Wipe Your Lens

A few years ago, my wife and I had pictures taken of our daughter who was two years old at the time.  Our friend, Heather, a gifted photographer, came out to our house to take the photographs.
After the photo session was complete, I was flipping through the pictures of our daughter and noticed how beautifully the camera captured our property.  Some of the pictures were in our gravel driveway.  Some were in the front few acres of our property.  Some were with the horses and our fences.  Some on our tree stumps.  Some were out in the barn.  The camera’s lens caught a beauty I hadn’t seen before. The camera’s lens saw the same things I do everyday, but the way it captured them was completely different.
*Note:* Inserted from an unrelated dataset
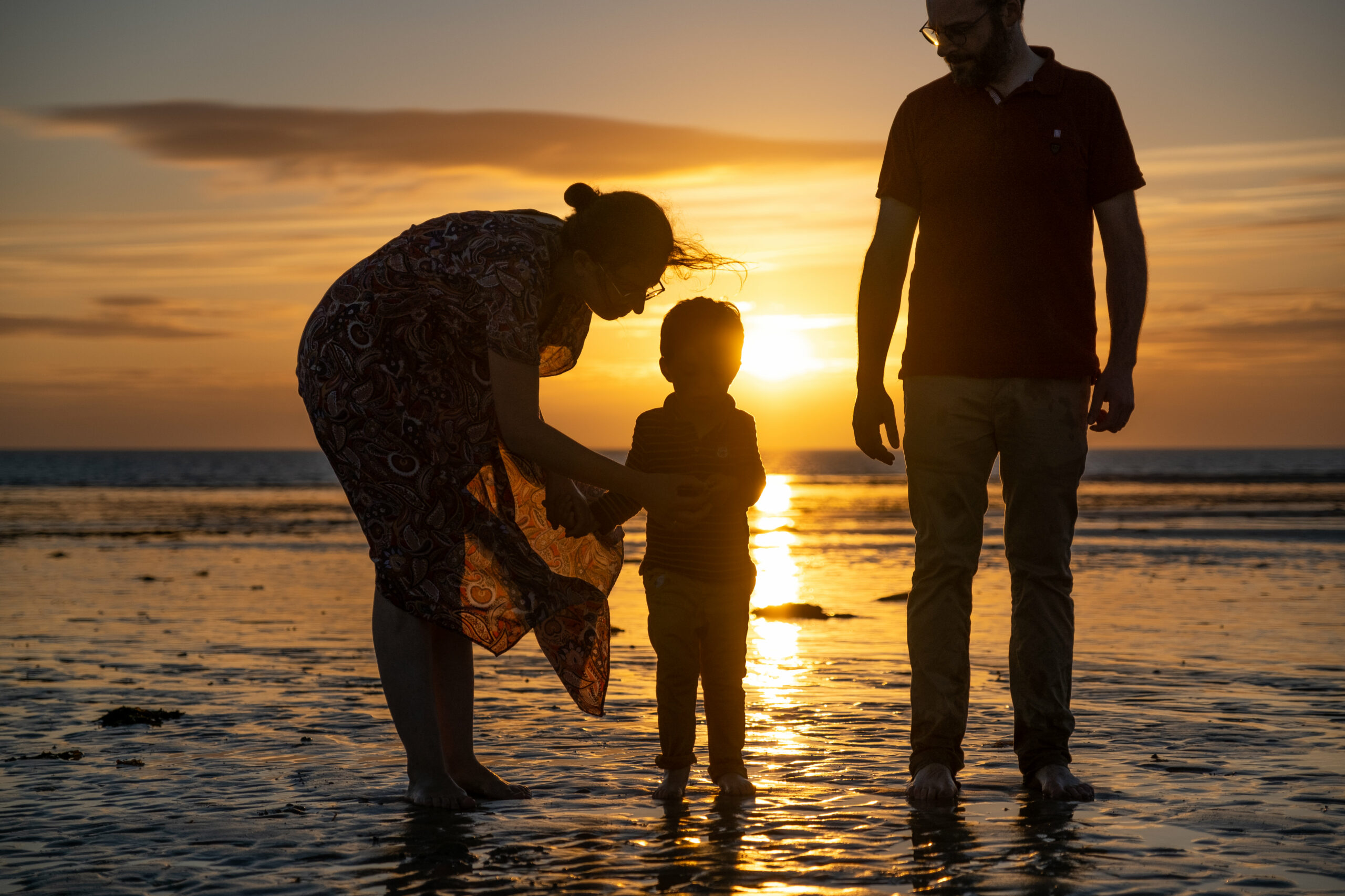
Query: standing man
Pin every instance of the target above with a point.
(1004, 163)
Then I saw our daughter in the wheelbarrow inside our barn. The photos had the tin roof, the poles, the gates, the unfinished walls.  Another photo had our buckets, trunks, and hay.  For the first time I didn’t see any “work” as I looked at the barn; all I saw was beauty.  I realized that I only saw this beauty because I looked at the same things I see every day through a different lens.
Another picture had our daughter carrying her bucket of hay, which she does often.  I realized that she works in the barn just as much as any of us do, but for her, none of it is “work”. The lens she sees through only shows her “play”.  This challenged me to rethink the way I view my life; to see things through a different lens.
I never again want to see “work” when I go to work, I want to see the way a child does. I want to play, even at work.  I want to see the beauty around me, even in the seemingly mundane, the way a camera does.
All photographers make sure their lens is perfectly clear before they even aim their camera. We should do the same.